On the Compositional Generalization of Multimodal LLMs for Medical Imaging
Abstract
Multimodal large language models (MLLMs) hold significant potential in the medical field, but their capabilities are often limited by insufficient data in certain medical domains, highlighting the need for understanding what kinds of images can be used by MLLMs for generalization. Current research suggests that multi-task training outperforms single-task as different tasks can benefit each other, but they often overlook the internal relationships within these tasks, providing limited guidance on selecting datasets to enhance specific tasks. To analyze this phenomenon, we attempted to employ compositional generalization (CG)-the ability of models to understand novel combinations by recombining learned elements-as a guiding framework. Since medical images can be precisely defined by Modality, Anatomical area, and Task, naturally providing an environment for exploring CG. Therefore, we assembled 106 medical datasets to create Med-MAT for comprehensive experiments. The experiments confirmed that MLLMs can use CG to understand unseen medical images and identified CG as one of the main drivers of the generalization observed in multi-task training. Additionally, further studies demonstrated that CG effectively supports datasets with limited data and delivers consistent performance across different backbones, highlighting its versatility and broad applicability. Med-MAT is publicly available at https://github.com/FreedomIntelligence/Med-MAT.
Community
Multimodal LLMs can use compositional generalization to understand unseen images.

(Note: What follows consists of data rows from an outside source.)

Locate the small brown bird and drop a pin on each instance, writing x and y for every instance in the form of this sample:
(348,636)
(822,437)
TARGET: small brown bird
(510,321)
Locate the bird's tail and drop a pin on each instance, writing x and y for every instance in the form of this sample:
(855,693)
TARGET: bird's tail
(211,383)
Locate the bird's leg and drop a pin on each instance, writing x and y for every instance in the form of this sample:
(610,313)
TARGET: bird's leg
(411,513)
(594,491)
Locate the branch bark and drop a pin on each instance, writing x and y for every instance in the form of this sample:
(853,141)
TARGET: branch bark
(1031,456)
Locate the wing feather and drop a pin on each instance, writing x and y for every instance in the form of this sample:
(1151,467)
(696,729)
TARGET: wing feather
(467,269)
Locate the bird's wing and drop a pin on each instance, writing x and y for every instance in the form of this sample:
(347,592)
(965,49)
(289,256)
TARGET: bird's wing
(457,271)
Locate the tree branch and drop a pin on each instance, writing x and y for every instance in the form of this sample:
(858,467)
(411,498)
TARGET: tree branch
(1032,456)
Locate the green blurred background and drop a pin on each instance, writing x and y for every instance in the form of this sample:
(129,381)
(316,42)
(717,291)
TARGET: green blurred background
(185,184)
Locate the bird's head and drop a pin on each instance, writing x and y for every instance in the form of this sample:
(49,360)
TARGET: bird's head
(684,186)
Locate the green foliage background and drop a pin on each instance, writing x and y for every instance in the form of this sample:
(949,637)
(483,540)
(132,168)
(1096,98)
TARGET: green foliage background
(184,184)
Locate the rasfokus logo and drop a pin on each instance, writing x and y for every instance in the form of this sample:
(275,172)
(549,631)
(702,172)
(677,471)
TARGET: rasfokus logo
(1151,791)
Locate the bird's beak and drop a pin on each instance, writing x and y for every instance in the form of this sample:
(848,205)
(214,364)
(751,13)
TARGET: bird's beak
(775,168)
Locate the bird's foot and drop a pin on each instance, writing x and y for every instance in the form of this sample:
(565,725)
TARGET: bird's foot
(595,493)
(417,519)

The very first example question to the MLLM contains a prominent typo. I have a lot of trouble taking what should be painstakingly detailed research seriously when the training and evaluation datasets' underlying information theory and accuracy are suspicious from the outset.
Thank you for taking the time to review our paper. I sincerely apologize for the poor reading experience caused by my rushed submission. I will carefully check and correct all spelling errors in the latest version of the paper.
Regarding the error you mentioned, it only appears in an example in the paper's illustration and is not related to the real dataset used in the paper. I have just rechecked all the prompts in the Med-MAT dataset and found no errors.
I sincerely hope you will be able to review the paper again at your convenience. Your feedback is invaluable, and we will do our best to improve the paper to provide useful insights for society.